Minimizers for boundary reactions: renormalized energy, location of singularities, and applications

TL;DR

This paper investigates boundary reaction problems in two-dimensional domains, revealing the existence of stable solutions in polygons and approximations of circles, and introduces a new Ginzburg-Landau theory related to the domain's conformal structure.

Contribution

It demonstrates the failure of a classical interior reaction theorem for boundary reactions in 2D, and develops a novel Ginzburg-Landau framework to analyze stable solutions and their vortices.

Findings

Stable solutions exist in polygons and convex approximations of circles.

In circles, stable solutions do not exist.

A real-valued renormalized energy function predicts solution stability and vortex locations.

Abstract

The Casten-Holland and Matano theorem for interior reactions states that no nonconstant stable solutions exist in convex domains $\Omega$ of $\mathbb{R}^n$ under zero Neumann boundary conditions. In this paper we establish that the analogous statement fails for boundary reactions when $n=2$ (that is, for harmonic functions in $\Omega$ with a Neumann reaction term on its boundary $\partial\Omega$). For instance, nonconstant stable solutions exist when $\Omega$ is a square, or a smooth strictly convex approximation of it. In regular polygons of many sides, which approach the circle, we can prove the existence of as many nonconstant stable solutions as wished. Instead, in the circle such stable solutions do not exist.
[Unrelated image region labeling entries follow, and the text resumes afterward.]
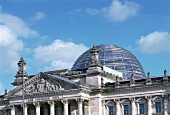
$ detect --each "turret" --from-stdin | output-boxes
[87,45,103,74]
[11,56,28,87]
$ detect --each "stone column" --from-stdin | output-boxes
[3,110,7,115]
[164,95,168,115]
[131,98,136,115]
[25,104,28,115]
[61,100,68,115]
[84,100,90,115]
[34,102,40,115]
[48,101,55,115]
[147,96,152,115]
[10,105,15,115]
[76,98,84,115]
[102,100,107,115]
[114,99,121,115]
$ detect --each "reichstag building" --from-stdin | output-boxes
[0,44,170,115]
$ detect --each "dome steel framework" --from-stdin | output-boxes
[71,44,145,79]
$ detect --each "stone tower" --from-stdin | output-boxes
[11,56,28,87]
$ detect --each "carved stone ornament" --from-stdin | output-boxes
[61,99,69,104]
[48,101,55,106]
[75,98,84,103]
[33,102,41,107]
[25,78,64,94]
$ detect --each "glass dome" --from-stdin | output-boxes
[71,44,145,79]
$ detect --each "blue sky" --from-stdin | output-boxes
[0,0,170,94]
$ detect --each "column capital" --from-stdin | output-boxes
[145,96,152,101]
[33,102,41,107]
[75,98,84,103]
[61,99,69,104]
[84,100,90,106]
[113,99,120,104]
[47,101,55,106]
[9,104,15,109]
[21,103,28,108]
[102,100,106,105]
[129,97,136,102]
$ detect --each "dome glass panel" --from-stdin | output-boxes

More importantly, we can predict the existence or not of nonconstant stable solutions, as well as the location of its boundary "vortices" $(p,q)$, through the properties of a real function defined on $\partial\Omega\times\partial\Omega$ (the renormalized energy) which depends only on the conformal structure of the domain $\Omega$. This requires the development of a new Ginzburg-Landau theory for real-valued functions and the analysis of the half-Laplacian on the real line.